На недолгий миг все затихло, и я, обливаясь слезами, в бессмысленном, дурацком порыве протянул руку, чтобы погладить песика, дать ему понять, что я друг и что нападать на меня больше не надо, ведь никакой угрозы для него я не представляю.
Но тут пес оскалился и начал дико визжать.
Глаза его непроизвольно крутанулись в орбитах и закатились так, что видны были только белки.
На помощь, завопил я.
И пес рванулся вперед, ударившись о стену и продолжая расти.
Я попытался встать, но правая нога была так измочалена, что я снова рухнул на лестницу, липкую от крови, натекшей из моей раны.
Пес остановился и затрясся, морда вытянулась и стала похожа на волчью.

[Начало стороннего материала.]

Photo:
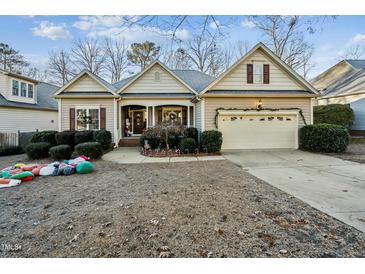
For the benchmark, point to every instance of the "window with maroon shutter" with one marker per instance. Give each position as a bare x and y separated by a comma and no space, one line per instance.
102,118
72,119
266,73
249,73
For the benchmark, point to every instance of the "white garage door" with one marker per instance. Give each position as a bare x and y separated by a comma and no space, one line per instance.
253,131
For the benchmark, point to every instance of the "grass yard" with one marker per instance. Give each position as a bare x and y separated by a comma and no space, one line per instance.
205,209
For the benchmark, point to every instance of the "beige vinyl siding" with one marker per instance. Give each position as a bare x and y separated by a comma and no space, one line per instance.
211,104
27,120
147,84
198,120
237,78
66,104
4,85
85,84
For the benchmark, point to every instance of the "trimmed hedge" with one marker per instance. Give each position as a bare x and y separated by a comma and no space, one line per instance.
92,150
83,137
65,138
61,152
191,132
211,140
10,150
188,145
336,114
48,136
103,137
38,150
324,138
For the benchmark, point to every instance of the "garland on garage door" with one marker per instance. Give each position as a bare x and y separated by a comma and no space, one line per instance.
258,110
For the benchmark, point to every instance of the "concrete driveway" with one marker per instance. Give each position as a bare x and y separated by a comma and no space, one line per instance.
332,185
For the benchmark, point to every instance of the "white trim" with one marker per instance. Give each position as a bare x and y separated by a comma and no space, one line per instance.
59,101
121,89
280,62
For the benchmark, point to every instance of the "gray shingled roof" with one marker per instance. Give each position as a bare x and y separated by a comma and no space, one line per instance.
195,79
357,64
44,99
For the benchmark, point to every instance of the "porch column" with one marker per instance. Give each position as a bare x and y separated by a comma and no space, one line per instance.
153,116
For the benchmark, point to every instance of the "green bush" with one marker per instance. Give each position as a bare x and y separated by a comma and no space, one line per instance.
48,136
211,140
92,150
191,132
38,150
10,150
336,114
188,145
65,138
103,137
324,138
60,152
83,137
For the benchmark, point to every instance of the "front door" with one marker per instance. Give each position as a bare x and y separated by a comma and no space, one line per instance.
138,124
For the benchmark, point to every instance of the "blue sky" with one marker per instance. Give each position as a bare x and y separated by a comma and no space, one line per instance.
35,36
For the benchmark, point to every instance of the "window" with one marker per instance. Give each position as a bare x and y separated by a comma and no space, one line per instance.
157,76
23,89
15,88
30,91
87,119
257,73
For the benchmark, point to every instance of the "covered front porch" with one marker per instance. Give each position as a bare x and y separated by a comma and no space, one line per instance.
135,117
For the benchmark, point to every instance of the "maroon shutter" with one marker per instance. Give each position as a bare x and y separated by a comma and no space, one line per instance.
72,119
249,73
102,118
266,73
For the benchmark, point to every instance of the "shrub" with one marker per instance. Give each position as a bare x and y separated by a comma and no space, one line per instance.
60,152
188,145
103,137
336,114
65,138
83,137
38,150
324,138
10,150
211,140
48,136
191,132
92,150
152,136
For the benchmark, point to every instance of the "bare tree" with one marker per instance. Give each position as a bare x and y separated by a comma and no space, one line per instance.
285,36
353,52
88,54
116,58
60,66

Передними лапами он бешено колотил по лестнице, царапая ступеньку с такой силой, что когти взрезали гладкое лакированное дерево.
Я пытался отползти вверх.
Пес наклонил голову и, медленно подняв глаза, оскалился.
Задыхаясь, я пнул его обеими ногами и попятился.
Пес остановился.
Он вскинул морду и тут снова завопил.
Глаза его выпучились так, что выскочили из орбит и повисли на черенках.
Из пустых глазниц по морде рекой хлынула кровь, пятная оскаленные зубы.
Теперь у него появилось что-то наподобие крыльев – они проросли по обе стороны собачьего торса.
Крылья прорвали грудную клетку – и забили, отряхиваясь от крови и потрохов.
Тварь поползла ко мне.
Я отбивался что было сил.
Но зубастая пасть без особых усилий дотянулась до меня и снова впилась в правое бедро.
Я завопил, отползая, и когда тварь разжала пасть, на стену брызнула струя крови.
В доме вдруг стало жутко холодно, однако по лицу моему струился пот.
Я пополз на животе, и тут она цапнула меня опять, как раз под местом, которое изорвала прошлым укусом.
Я пытался стряхнуть тварь с ноги.
Я стал соскальзывать вниз, потому что лестница намокла от крови.
Тварь набросилась снова.
Зубы, ставшие клыками Терби, впились в икру.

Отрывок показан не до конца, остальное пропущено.